En todo debate sobre el marxismo, sus detractores blanden inevitablemente el espinoso asunto de su fracaso práctico, a lo que, inevitablemente también, sus defensores reponen: «Es que no existe, ni ha existido nunca, un régimen auténticamente socialista».
«Hay que juzgar el comunismo por sus intenciones y no solo por sus hechos», reclamó Jean-Paul Sartre en los años 50, pero ¿no podrían igualmente argumentar sus antagonistas que tampoco el capitalismo se ha materializado nunca en toda su gloriosa plenitud y que debemos suspender cualquier juicio en tanto ello no ocurra? Eso supondría la muerte del debate, que es, por otra parte, lo que los autoritarios de todo signo siempre han pretendido. Acuérdense del consejo que Franco le dio al director del Arriba, Sabino Alonso Fueyo, una vez que fue a quejársele de las feroces presiones que recibía de los jerarcas del Movimiento: «Haga como yo, no se meta en política».
Urge, sin embargo, meterse en política. Primero, porque no podemos remediarlo. Y segundo, porque ese contraste de pareceres es el que hace posible el progreso. Para que el bienestar alcance a toda la sociedad no basta con que un grupo de tecnócratas aplique un recetario cerrado de ideas, socialistas o liberales. Hace falta, además, dar voz a todos los afectados.
El premio Nobel Amartya Sen cuenta que, cuando tenía nueve años, un vagabundo se coló en el elitista colegio de Bengala donde sus padres lo habían matriculado. El hombre se movía con pasos lentos y erráticos, trastabillándose, claramente aturdido. «Me puse a charlar con él y quedó inmediatamente claro que llevaba 40 días sin comer». Fue el primero de una patética procesión de decenas de miles de personas que huían de la gran hambruna de 1943.
Lo sorprendente es que, como tiempo después desvelaría la propia investigación de Sen, no faltaban alimentos en Bengala. Al contrario. Había un 11% más que dos años antes.
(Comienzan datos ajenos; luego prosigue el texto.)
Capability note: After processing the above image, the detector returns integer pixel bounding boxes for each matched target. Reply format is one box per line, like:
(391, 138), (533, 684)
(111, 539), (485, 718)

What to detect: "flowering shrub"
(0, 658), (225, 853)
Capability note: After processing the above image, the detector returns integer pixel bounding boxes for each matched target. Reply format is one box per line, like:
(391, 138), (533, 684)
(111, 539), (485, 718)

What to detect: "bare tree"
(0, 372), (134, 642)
Pero a raíz de la invasión japonesa de Birmania, el Gobierno colonial británico se había puesto a fabricar frenéticamente armas y había provocado un breve auge industrial en Calcuta. Los salarios de los obreros urbanos se habían desbocado, arrastrando tras de sí los precios de los artículos, y los agricultores, cuyos ingresos estaban estancados, se encontraron con que ya no les daban ni para comprar arroz.
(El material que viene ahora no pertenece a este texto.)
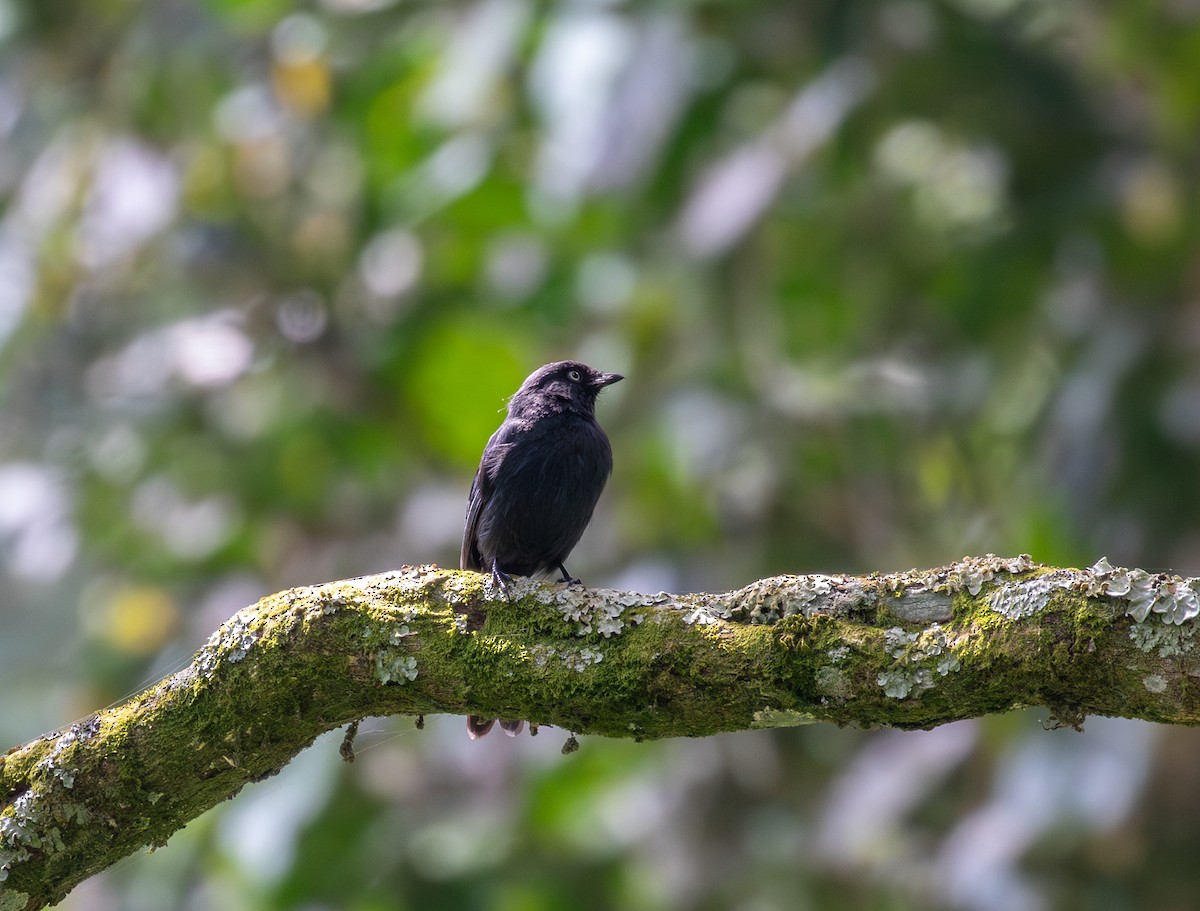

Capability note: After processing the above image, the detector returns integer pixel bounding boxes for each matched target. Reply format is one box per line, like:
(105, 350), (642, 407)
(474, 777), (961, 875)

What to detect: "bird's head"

En el Manifiesto Comunista, Marx y Engels proponen «abolir la individualidad, la independencia y la libertad burguesas». No son más que meras formalidades, palabras vacías, privilegios de una minoría. La transición al comunismo pasa por la dictadura del proletariado «y no puede ser de otro modo», como señaló Vladimir Lenin. El Partido necesita concentrar todas las palancas para asegurar la victoria completa del socialismo.
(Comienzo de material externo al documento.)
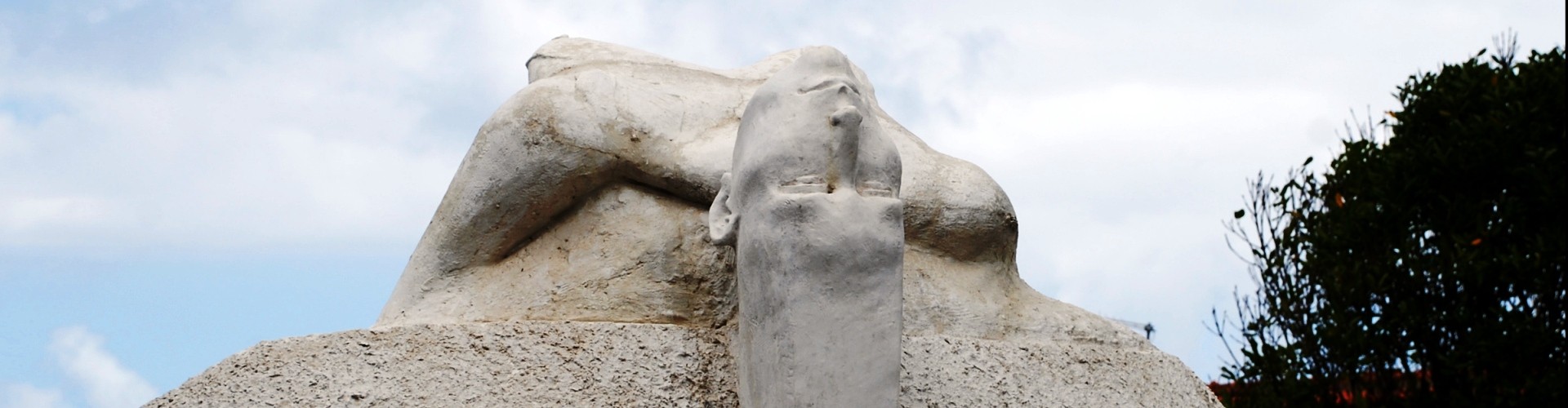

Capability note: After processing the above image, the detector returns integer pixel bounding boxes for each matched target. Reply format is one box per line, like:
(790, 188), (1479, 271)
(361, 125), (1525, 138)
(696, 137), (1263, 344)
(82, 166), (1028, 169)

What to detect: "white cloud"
(49, 326), (157, 408)
(0, 384), (69, 408)
(0, 326), (157, 408)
Pero si esos bengalíes que en 1943 se trastabillaban aturdidos en el colegio de Sen hubieran dispuesto de auténticos derechos políticos, el temor al descalabro electoral habría obligado a las autoridades a atender sus reclamaciones. Las grandes hambrunas no se dan en las democracias. Son más bien la especialidad de la URSS de Stalin, la China de Mao y la Corea del Norte de los Kim, cuyas intenciones no descarto que fueran inmejorables.